Loft rooms have become an increasingly popular home improvement. Provided you’ve got around 2.6 metres of head room available, you could turn your loft in to a usable space! An extra bedroom, a home office, kids playroom or even a mini gym.
Creating that extra space….
Whenever you decide to convert a loft into a living space, the choice you make when it comes to insulation is important. It will be the difference between an ambient and comfortable area or a space that suffers extreme temperature variances, depending on the time of year.
Many loft rooms are converted so that a sloping ceiling meets the dwarf walls that protect the eaves crawl space. A crawl space is often created in the eaves area for storage but if badly insulated, can create a lifetime of misery through cold draughts. Similarly, the main roof area needs airtight thermal insulation before the rafters are boarded and the room decorated.
In the winter, without adequate insulation, a loft room could suffer freezing cold conditions whilst the summer will bring the reverse problem, the feeling that you are trapped in a microwave of stuffy heat.
ThermoFoam works well for loft rooms as a result of its airtight performance. Sealing every inch from apex to eaves will leave you with an ambient room that adds serious value to your home.
‘Sadly, we receive many enquires where a loft room has already been converted and decorated to a high standard but with no consideration for insulation during the conversion’
The formal bit….
Depending on its dimensions and size, the loft will usually be classed as a permitted development and should not require planning permission.
For those comfortable with DIY, this might give the impression that you can just get started and make the loft a room regardless of any regulations.
Sadly this isn’t the case as Building Regulations will apply and will therefore require inspection by a Building Control Officer.
You should ALWAYS seek professional advise when considering turning the loft space into a room.
Architects will help to prepare the technical specification whilst considering structural integrity and product choice. Meanwhile a Building Control Officer will inspect the conversion to ensure it meets current regulations.
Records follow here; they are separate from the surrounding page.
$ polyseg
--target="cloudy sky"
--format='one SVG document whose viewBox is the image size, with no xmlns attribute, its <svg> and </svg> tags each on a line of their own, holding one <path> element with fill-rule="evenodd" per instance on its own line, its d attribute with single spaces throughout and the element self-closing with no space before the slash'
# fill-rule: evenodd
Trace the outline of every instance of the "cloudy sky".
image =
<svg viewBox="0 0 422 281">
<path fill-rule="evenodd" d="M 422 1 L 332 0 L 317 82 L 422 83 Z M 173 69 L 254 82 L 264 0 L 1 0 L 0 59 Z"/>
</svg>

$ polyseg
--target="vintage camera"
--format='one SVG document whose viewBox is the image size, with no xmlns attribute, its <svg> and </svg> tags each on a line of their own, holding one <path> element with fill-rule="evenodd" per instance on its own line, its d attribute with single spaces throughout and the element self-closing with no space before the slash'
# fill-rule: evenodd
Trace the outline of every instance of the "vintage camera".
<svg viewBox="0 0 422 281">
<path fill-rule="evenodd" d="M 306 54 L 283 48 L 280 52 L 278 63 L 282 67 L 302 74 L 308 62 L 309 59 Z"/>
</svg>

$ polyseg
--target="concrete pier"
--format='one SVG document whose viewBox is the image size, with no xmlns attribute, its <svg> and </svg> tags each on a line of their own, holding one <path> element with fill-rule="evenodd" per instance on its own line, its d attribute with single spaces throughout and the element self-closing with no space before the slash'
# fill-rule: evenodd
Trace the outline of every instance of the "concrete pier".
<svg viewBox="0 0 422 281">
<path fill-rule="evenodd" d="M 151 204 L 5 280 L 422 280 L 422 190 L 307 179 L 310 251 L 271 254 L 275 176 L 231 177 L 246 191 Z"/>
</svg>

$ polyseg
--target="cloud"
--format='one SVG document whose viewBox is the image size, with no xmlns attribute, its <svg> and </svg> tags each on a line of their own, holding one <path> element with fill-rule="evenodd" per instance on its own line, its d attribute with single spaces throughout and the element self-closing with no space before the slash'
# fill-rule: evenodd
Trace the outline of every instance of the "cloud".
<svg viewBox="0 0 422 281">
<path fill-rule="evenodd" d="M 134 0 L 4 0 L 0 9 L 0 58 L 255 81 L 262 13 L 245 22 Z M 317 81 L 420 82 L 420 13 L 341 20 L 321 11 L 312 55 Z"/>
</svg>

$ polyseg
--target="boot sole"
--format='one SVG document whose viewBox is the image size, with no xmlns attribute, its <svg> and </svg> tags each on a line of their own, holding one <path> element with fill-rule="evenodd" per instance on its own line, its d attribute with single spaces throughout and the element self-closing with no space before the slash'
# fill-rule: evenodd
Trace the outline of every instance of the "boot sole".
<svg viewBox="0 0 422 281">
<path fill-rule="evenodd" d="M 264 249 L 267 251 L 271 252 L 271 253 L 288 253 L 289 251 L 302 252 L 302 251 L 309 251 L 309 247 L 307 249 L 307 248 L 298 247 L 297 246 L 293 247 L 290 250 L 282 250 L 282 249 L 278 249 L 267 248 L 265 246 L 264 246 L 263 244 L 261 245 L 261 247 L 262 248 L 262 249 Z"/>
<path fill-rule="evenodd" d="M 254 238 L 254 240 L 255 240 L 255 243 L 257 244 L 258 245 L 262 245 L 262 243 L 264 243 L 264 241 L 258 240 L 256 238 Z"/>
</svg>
The issue with retrospective insulation for such a space is the accessibility and the angles of the room. Sometimes making it virtually impossible to ensure a thermally efficient space without major intrusion on the room.
We try hard to come up with solutions that minimise disruption in loft rooms where a retrospective installation is necessary. Yet it inevitably means cutting access holes throughout the structure to ensure a complete coverage of our insulation.
Loft rooms are a great addition to any property that’s suitable for them but please do consult the experts to ensure that your room is a usable space once completed!